Anche in lei i sintomi gastrointestinali erano importanti e strettamente legati all’andamento della funzione tiroidea, e in generale al benessere o malessere di tutto il suo corpo che rispondeva al glutine e al grano come ad un vero e proprio veleno, pur non avendo alcun marcatore di celiachia o allergia al grano.
Una dieta ricca di cibi naturalmente senza glutine, giusta dose di fibre vitamine e proteine, normalizzava rapidamente i sintomi gastrointestinali e il livello di energia generale.
E anche l’umore!
Alla mia richiesta se il suo medico fosse consapevole di questa relazione, e soprattutto
che il suo ipotiroidismo era cosi altalenante, la riposta fu che il medico le disse “Sì potresti fare anche a meno della pasticca, ma perché dovresti?” A questo punto dell’articolo forse più di qualcuno potrebbe avere una risposta.
Come abbiamo detto le patologie tiroidee sono in netto aumento, ma se vediamo questo aumento non come un problema ma come un segnale, possiamo comprendere il quadro generale, per il quale sono tutte le patologie autoimmuni ad essere in aumento, e in generale le patologie a radice infiammatoria, comprendiamo quindi che non è nel singolo farmaco soppressivo del sintomo che possiamo riporre la fiducia nel futuro, ma piuttosto nella eliminazione della causa comune, che risiede nella malnutrizione, nella povertà dei cibi industriali, nella continua ricerca di cibi senza calorie e con sapori artefatti, che imbrogliano il palato ma non il corpo.
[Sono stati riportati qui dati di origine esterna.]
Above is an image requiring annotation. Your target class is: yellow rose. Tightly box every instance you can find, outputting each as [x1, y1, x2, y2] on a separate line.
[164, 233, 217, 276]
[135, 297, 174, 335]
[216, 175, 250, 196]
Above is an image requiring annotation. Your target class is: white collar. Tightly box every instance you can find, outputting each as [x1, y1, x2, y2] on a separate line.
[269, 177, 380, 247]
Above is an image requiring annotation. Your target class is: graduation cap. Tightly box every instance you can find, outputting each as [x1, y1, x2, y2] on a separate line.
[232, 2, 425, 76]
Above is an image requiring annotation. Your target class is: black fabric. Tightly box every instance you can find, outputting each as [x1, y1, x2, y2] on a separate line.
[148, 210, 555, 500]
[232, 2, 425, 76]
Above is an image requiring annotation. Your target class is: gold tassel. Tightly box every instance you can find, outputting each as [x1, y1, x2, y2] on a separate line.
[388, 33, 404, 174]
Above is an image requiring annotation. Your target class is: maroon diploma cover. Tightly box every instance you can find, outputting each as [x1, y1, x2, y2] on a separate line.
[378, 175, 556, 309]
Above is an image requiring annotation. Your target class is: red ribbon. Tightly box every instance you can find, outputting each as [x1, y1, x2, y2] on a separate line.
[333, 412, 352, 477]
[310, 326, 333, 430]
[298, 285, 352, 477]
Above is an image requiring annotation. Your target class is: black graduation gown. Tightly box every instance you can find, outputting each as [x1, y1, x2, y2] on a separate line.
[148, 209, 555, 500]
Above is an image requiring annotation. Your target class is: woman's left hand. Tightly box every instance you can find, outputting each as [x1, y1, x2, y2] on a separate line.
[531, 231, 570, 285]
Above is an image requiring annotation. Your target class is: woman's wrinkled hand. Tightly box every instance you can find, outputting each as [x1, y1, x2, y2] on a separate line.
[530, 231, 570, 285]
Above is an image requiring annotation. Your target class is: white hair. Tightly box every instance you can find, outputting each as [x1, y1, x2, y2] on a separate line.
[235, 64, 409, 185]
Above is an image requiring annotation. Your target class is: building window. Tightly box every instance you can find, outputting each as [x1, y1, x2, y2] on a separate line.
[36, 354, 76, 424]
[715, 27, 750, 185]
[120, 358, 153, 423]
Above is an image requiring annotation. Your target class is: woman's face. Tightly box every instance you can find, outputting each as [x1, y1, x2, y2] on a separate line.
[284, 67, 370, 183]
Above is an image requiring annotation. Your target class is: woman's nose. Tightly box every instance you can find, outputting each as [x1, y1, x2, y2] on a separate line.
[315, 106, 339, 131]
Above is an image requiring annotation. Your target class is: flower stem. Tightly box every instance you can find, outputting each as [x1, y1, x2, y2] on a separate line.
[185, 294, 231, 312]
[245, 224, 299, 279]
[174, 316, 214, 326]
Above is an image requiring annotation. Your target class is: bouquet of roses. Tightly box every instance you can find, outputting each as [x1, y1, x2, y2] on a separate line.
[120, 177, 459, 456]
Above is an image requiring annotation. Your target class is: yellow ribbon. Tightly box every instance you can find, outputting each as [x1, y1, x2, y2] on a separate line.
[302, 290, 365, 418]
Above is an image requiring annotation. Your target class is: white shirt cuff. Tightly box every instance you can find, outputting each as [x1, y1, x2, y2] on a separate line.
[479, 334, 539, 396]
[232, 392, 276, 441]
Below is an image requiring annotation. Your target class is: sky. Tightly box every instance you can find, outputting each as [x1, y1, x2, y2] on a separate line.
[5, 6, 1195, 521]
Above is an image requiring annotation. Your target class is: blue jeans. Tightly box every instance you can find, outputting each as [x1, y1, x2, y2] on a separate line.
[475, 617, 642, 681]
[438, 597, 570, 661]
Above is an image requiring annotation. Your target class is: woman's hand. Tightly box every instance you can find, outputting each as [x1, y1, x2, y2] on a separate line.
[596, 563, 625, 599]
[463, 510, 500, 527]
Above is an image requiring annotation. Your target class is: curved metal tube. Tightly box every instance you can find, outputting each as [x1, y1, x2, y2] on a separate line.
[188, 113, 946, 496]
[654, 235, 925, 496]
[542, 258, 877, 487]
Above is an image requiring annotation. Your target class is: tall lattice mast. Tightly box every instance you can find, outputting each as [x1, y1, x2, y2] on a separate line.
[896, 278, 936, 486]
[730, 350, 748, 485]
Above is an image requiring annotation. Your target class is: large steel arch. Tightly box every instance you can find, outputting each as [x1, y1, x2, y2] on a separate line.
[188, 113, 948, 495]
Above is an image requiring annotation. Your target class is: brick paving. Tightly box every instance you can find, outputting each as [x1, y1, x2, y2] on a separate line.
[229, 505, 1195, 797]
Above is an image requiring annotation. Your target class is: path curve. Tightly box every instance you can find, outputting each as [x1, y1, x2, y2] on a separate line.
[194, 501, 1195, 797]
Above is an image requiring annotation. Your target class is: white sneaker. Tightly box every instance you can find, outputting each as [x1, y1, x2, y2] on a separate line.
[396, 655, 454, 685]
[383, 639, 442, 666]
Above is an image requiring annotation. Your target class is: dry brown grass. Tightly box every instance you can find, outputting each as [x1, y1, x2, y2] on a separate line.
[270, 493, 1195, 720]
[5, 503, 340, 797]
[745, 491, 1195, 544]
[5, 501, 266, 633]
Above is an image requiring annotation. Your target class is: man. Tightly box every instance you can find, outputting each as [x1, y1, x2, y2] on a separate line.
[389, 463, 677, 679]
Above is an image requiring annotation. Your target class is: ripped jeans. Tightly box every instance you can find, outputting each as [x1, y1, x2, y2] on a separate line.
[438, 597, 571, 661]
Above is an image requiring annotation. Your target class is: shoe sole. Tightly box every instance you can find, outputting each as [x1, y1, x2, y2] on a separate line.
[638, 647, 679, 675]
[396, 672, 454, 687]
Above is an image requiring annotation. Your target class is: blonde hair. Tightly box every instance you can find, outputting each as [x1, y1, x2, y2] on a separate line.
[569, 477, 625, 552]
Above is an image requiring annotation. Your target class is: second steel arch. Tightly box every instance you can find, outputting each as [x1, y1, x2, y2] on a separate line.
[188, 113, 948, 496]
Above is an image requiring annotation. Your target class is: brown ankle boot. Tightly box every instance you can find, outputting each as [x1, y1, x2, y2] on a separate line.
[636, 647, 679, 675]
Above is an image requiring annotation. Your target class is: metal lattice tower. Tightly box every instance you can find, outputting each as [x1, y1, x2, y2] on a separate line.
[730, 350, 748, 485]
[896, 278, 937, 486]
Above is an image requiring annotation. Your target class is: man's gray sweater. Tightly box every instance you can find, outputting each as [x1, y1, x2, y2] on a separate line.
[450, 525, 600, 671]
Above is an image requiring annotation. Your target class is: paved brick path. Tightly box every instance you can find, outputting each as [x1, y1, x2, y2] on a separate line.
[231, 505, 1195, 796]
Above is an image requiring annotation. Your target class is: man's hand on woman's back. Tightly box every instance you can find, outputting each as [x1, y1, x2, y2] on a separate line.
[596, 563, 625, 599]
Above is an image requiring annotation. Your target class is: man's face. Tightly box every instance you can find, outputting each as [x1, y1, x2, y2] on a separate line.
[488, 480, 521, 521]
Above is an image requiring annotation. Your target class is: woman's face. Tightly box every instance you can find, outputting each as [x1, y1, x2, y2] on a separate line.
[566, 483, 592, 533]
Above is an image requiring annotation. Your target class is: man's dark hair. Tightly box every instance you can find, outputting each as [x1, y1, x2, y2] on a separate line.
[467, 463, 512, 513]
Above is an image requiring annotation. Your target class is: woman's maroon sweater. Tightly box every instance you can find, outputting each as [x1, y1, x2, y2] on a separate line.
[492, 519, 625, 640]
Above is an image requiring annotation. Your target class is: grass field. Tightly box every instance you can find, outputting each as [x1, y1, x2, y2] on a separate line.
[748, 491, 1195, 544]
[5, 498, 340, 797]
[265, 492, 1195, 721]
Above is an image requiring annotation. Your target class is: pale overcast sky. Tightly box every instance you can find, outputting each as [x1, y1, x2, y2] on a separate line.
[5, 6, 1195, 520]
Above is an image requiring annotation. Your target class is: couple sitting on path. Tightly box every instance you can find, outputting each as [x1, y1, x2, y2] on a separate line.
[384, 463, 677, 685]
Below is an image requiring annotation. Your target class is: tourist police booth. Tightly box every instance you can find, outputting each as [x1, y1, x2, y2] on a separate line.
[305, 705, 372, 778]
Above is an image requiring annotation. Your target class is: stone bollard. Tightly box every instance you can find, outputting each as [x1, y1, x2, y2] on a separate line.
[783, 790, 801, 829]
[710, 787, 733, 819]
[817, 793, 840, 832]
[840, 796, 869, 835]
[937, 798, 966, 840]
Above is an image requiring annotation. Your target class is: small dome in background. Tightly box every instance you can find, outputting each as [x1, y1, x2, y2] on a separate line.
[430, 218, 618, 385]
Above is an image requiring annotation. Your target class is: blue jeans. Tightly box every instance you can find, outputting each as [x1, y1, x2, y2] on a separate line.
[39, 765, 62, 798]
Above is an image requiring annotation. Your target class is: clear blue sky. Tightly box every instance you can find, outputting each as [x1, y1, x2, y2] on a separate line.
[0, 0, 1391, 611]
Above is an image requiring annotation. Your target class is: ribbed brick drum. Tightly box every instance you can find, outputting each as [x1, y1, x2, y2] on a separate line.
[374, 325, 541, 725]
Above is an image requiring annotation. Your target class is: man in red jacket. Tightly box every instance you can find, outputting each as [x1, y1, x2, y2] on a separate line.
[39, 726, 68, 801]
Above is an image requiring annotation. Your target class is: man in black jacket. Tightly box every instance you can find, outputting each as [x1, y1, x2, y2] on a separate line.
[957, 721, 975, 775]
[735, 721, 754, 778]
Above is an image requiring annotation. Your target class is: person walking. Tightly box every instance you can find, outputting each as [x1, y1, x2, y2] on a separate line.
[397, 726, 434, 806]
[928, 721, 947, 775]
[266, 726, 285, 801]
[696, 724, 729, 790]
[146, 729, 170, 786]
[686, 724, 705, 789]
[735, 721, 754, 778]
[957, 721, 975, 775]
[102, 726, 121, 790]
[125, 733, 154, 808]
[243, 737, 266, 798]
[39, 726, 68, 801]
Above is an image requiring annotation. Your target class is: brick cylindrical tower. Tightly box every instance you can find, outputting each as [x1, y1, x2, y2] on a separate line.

Rimoduliano il nostro piatto fornendo al corpo la giusta quantità di energia e nutrienti,
eliminiamo le cause di stress non necessario, dormendo e facendo movimento
possibilmente all’aria aperta, e in questo quadro normalizzato valutiamo risposta del
nostro corpo e facciamoci consigliare da chi ci consideri come non come un numero su un foglio ma come un insieme di meravigliose reazioni adattative e vitali.